研究の結果、某有名店のタレと同じ味が再現出来たと自負しております。
同じ様にアイテムボックスから野菜を出し、アーカさん達に手伝ってもらって適度な大きさに切り分けたら、次は焼き場の設置です。
ウェルに頼んで1mくらいの高さの長方形の石壁を3つほど作ってもらい、そこに持ってきた金網を乗せて固定します。
で、何処でもコンロたる【強火】を展開。
「金網が熱くなったら油を塗って、その上に肉と野菜を乗せて下さい」
言われるまま皆さんが肉を乗せた途端、ジューという音と共にタレの焦げる匂いが辺りに充満します。
「匂いだけで美味いと判るな」
「ああ、本当に美味そうだ」
バリスさんとガルムさんが涎を垂らさんばかりに肉をガン見してます。
2人ですらそうですから、他は押して知るべし。
「私の故郷の料理でバーベキューと言います。野外で料理出来て最高に美味しいですよ。
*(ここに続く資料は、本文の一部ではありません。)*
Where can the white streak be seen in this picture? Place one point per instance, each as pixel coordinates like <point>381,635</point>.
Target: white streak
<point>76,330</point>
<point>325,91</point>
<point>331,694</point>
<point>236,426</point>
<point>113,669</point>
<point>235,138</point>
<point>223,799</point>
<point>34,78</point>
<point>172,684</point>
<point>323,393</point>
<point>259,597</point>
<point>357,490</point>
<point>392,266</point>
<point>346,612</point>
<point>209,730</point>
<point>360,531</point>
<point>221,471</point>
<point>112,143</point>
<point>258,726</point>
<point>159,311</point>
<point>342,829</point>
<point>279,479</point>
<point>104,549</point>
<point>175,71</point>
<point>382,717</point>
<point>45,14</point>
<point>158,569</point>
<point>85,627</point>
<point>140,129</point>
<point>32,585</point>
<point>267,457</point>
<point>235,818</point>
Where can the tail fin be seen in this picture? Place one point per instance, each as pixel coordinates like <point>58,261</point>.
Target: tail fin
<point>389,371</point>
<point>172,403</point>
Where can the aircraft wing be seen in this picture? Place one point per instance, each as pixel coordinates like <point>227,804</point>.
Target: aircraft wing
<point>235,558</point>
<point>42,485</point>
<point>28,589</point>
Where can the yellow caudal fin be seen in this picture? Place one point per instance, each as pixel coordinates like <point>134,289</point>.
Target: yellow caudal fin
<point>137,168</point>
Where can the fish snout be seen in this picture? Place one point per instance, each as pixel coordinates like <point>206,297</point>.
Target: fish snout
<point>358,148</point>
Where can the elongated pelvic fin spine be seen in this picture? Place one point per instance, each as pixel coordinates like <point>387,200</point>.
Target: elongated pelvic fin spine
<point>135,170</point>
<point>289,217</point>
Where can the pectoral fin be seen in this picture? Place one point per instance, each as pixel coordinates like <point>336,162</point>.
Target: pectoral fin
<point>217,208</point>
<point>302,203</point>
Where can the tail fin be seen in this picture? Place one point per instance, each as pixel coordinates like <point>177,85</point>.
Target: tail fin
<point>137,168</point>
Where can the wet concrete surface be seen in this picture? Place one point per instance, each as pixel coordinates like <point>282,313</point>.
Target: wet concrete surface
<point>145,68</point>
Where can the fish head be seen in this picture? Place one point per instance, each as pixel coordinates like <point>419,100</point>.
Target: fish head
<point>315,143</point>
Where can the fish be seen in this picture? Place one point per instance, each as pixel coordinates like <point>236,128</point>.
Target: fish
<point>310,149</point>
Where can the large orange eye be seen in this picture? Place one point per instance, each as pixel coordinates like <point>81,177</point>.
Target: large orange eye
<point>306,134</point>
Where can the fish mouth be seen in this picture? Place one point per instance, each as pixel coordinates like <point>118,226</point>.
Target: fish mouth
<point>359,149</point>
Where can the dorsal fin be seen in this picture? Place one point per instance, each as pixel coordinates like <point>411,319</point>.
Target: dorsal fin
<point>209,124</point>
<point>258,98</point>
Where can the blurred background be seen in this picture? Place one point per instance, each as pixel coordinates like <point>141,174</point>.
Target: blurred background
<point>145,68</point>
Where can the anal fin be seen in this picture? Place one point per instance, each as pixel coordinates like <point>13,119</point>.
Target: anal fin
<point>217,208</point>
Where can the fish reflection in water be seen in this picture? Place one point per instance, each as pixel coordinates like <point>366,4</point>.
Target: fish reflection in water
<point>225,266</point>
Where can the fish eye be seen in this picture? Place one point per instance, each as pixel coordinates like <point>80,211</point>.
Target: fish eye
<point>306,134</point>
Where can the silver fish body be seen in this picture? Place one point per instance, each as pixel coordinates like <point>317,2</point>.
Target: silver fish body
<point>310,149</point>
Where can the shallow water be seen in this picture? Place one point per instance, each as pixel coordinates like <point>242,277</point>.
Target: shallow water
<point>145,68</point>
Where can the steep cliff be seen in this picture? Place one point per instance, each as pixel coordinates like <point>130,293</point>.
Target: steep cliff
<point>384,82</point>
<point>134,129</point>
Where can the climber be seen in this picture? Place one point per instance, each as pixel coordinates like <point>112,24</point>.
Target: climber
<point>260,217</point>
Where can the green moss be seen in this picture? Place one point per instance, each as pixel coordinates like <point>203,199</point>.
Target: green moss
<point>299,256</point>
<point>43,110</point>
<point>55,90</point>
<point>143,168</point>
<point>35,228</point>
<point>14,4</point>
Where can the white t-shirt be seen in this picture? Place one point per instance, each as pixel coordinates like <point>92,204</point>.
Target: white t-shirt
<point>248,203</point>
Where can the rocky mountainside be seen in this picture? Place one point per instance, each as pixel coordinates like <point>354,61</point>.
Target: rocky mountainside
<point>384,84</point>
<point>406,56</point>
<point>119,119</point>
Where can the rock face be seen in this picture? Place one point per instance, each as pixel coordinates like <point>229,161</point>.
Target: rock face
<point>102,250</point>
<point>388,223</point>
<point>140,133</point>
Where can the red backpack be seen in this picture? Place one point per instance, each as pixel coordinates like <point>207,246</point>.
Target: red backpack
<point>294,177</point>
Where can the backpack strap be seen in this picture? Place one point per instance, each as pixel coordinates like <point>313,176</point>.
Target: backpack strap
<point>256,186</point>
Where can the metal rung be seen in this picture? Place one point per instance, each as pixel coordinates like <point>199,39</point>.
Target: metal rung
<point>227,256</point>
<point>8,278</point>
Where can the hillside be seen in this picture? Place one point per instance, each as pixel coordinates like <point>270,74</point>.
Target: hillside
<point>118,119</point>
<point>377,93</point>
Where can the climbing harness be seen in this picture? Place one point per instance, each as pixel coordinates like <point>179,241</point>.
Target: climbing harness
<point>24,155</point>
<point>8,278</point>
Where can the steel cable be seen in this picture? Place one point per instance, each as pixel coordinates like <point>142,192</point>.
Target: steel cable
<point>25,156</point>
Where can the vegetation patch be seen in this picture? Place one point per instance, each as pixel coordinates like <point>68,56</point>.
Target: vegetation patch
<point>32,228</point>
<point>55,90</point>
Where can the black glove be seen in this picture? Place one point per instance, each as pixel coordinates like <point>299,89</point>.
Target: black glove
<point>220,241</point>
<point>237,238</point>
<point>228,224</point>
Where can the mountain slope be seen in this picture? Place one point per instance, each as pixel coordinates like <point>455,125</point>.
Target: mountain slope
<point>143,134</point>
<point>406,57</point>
これで肉や野菜をひっくり返して焼いてゆきます」
金網と一緒に街で特注で作ってもらったトングを木皿と共に手渡して使い方を説明しますが、全員の眼は肉にしか行ってません。
「どれも良い具合に焼けてきましたね」
私の声に誰もがそわそわと落ち着きなく此方を見ます。
まるで『待て』されたワンコみたいです。
「では、いただきます」
それがスタートの合図となり、誰もが雄叫びを上げて猛然と肉に向かってゆきます。
いや、野菜も食べましょうよ。
「女性陣はこっちですよー」
ウェルに小さめに作ってもらった焼き場にアーカさん達とイブさん、それにサンダー君を誘導します。
「助かったわー」
「あの中に入るのはちょっとね」
「ホント、これならゆっくり食べられるわ」
嬉々としてトングで肉をひっくり返しているアーカさん達の横では、イブさんが無言のまま優雅に肉を口に運んでいます。
え、ウェルですか?
ウェルなら並み居る男達を掻き分けて肉を確保してますが、何か?
「はい、サンダー君もどうぞ」
『おおきに。せやけどキョロとマーチが食えんのが残念やな』
「あの子たちは草食だからね。さっきポロロの葉をあげたからそれで満足したみたい」
『ほんなら遠慮なく。…いや、ホンマ美味いなー』
どうやら気に入ってくれたらしく、せっせと焼けた肉を口に運んでます。
天気も良いし、バーベキューは美味しいし、今日はいい日になりそうです。
と、思った矢先にこれです。
一寸先は闇って本当ですね。
えー私は今、たった一人で魔国内でも特にデンジャラスな『魔の森』に居ります。
どうしてこうなったかは…次回のお話で。